Expanding (2n)!

1. Mar 18, 2013

sandy.bridge

1. The problem statement, all variables and given/known data
Hey all. Not super familiar with using factorials, however, they do pop up occasionally. I understand that n! = 1*2*3*...*n. How do we treat factorial when we are multiplying n by an integer before taking the factorial? I know the answer for expanding (2n)!, however, I do not see why. Thanks in advance.

2. Mar 18, 2013

SteamKing

Staff Emeritus
What don't you see?
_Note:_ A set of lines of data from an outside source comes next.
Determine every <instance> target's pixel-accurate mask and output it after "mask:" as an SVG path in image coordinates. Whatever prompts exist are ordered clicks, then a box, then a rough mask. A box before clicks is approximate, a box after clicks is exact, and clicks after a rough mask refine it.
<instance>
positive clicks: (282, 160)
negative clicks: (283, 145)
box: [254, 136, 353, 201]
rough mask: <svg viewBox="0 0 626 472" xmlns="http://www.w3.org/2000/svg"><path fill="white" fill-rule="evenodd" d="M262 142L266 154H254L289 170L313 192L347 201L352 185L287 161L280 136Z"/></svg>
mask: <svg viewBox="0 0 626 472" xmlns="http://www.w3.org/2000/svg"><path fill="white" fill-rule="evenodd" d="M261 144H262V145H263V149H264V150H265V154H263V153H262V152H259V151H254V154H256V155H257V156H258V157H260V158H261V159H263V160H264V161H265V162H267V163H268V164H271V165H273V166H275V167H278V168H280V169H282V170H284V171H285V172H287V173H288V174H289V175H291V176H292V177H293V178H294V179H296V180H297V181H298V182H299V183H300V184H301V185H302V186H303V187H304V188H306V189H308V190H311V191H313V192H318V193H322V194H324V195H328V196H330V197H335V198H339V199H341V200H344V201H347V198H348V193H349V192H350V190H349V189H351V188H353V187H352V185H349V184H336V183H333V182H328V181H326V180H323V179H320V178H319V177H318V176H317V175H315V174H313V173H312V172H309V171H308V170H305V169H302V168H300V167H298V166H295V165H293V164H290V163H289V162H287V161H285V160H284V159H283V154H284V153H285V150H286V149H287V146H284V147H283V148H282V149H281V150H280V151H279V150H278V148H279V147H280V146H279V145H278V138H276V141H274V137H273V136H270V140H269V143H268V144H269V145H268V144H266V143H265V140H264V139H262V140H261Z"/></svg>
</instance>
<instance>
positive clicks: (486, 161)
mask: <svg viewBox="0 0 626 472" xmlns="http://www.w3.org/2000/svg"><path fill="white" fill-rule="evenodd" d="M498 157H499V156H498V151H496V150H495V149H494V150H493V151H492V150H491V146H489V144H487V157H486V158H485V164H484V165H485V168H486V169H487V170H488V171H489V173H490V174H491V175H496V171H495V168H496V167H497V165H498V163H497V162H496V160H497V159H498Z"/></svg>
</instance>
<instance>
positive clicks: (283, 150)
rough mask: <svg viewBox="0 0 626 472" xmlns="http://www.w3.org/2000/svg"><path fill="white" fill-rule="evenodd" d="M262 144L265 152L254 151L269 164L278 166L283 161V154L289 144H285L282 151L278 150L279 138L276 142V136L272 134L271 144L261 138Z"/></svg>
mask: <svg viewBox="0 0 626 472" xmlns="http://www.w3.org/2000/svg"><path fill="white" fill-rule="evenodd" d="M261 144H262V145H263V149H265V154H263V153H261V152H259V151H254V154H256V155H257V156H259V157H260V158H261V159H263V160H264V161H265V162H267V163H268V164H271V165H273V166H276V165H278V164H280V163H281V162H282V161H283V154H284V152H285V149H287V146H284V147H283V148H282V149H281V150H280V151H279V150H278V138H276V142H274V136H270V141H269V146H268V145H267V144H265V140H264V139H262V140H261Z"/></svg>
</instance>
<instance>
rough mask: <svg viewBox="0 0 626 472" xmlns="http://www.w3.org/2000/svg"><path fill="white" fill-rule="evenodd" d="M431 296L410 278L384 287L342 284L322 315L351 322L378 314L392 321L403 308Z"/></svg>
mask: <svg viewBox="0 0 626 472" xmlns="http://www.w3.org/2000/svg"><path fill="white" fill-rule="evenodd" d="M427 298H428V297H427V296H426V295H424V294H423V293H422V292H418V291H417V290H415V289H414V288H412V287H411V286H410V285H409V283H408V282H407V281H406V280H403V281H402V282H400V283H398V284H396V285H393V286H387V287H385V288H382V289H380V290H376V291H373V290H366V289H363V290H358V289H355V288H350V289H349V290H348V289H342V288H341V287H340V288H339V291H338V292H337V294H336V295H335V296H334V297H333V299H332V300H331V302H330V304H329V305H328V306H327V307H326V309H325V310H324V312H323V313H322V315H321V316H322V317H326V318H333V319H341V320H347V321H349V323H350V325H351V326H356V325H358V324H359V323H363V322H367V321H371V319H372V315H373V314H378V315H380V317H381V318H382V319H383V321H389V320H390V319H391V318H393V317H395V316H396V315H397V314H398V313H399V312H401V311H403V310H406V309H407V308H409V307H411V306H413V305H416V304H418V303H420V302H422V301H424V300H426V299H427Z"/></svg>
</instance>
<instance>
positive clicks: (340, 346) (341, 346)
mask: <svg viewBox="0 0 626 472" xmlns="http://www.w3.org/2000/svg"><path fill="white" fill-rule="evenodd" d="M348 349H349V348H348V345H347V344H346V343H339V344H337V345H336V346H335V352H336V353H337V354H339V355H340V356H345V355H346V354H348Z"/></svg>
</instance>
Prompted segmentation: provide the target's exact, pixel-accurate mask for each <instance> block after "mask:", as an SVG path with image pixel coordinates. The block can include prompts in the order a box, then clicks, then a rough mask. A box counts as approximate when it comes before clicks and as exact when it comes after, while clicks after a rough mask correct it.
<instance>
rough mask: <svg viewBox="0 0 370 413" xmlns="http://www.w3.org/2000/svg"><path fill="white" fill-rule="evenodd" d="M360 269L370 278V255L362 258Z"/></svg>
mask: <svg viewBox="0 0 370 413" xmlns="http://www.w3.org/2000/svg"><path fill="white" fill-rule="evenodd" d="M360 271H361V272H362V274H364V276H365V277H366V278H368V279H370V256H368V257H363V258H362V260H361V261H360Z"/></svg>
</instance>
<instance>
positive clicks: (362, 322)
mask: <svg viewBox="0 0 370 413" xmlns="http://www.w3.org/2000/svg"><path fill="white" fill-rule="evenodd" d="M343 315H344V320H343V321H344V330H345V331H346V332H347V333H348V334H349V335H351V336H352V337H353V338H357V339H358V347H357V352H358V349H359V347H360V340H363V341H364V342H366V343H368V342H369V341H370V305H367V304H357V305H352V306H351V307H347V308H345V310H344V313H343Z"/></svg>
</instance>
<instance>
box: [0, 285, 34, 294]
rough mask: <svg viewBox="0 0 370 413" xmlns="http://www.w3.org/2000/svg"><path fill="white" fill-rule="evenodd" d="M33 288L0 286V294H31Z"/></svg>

Think of this:

4! = 4*3*2*1

(2*4)! = 8! = 8*7*6*5*4*3*2*1

3. Mar 18, 2013

sandy.bridge

so (2n)!=(2*1)*(4*3*2*1)*(6*5*4*3*2*1)*...*(2n*(2n-1)*...*1). This can be taken a step further, though correct?

4. Mar 18, 2013

phinds

I don't think you get it. Look at post #2 again.

5. Mar 18, 2013

sandy.bridge

(2n)!=(2n*(2n-1)*(2n-2)*...*1) ?

6. Mar 18, 2013

SammyS

Staff Emeritus
That's more like it!

7. Mar 18, 2013

sandy.bridge

Okay. How exactly does that end up being: 1*2*3*...*n*(n+1)*(n+2)*(n+3)*...*(2n) ?

8. Mar 18, 2013

Ray Vickson

How did (2*4)! = 8! end up being 1*2*3* ... *8? What are you not seeing?

9. Mar 18, 2013

SteamKing

Staff Emeritus
Look at counting to 2n this way:

1,2,3,4,...,n-2,n-1,n - the sequence of all integers from 1 to n
n+1,n+2,n+3,..., n+n-2,n+n-1,n+n - the sequence of integers from n+1 to 2n

10. Mar 18, 2013

skiller

You've written it down correctly twice - one of them is in reverse order of the other. How can you not know that they are the same?

1*2 = 2*1 etc

11. Mar 18, 2013

sandy.bridge

For some reason I was having a hard time seeing from n+1 to 2n. I completely see it now. Thanks!